Guo Chunliang

Personal information
- Born: 23 August 1985 (age 40)

Sport
- Country: China
- Sport: Para-athletics
- Disability class: F46
- Event: Javelin throw

Medal record
Men's para-athletics
Representing China
Paralympic Games
| Silver medal – second place | 2016 Rio de Janeiro | Javelin throw F46 |
World Championships
| Gold medal – first place | 2011 Christchurch | Javelin throw F46 |
| Gold medal – first place | 2015 Doha | Javelin throw F46 |
| Silver medal – second place | 2011 Christchurch | Discus throw F46 |
| Bronze medal – third place | 2017 London | Javelin throw F46 |
Asian Para Games
| Gold medal – first place | 2014 Incheon | Javelin throw F46 |
| Silver medal – second place | 2014 Incheon | Discus throw F46 |

= Guo Chunliang =

Chinese Paralympic javelin thrower

Guo Chunliang (born 23 August 1985) is a Chinese Paralympic javelin thrower.
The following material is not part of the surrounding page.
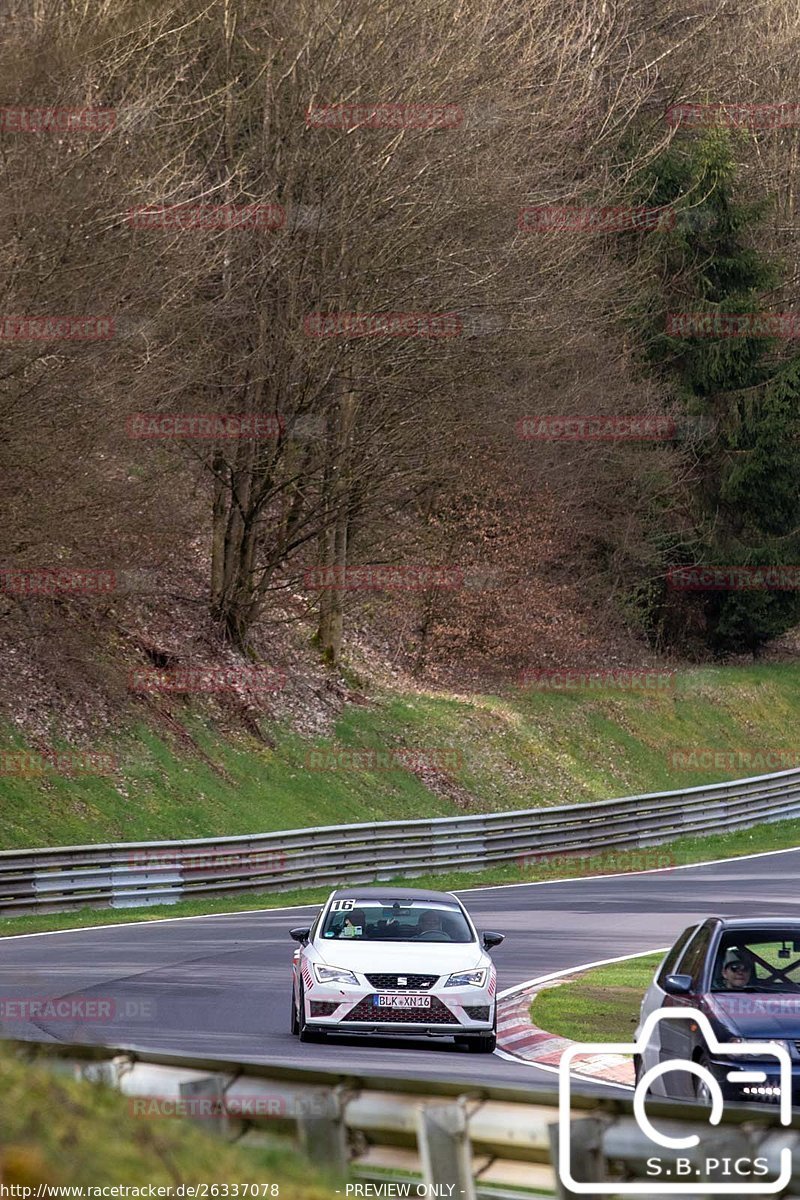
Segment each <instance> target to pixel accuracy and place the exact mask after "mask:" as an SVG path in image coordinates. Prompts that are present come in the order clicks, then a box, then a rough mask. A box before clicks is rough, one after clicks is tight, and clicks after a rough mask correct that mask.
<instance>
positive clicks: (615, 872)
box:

He won the silver medal in the men's javelin throw F46 event at the 2016 Summer Paralympics in Rio de Janeiro, Brazil.

At the 2015 IPC Athletics World Championships held in Doha, Qatar he won the gold medal in the men's javelin throw F46 event.

At the 2017 World Para Athletics Championships held in London, United Kingdom he won the bronze medal in the men's javelin throw F46 event.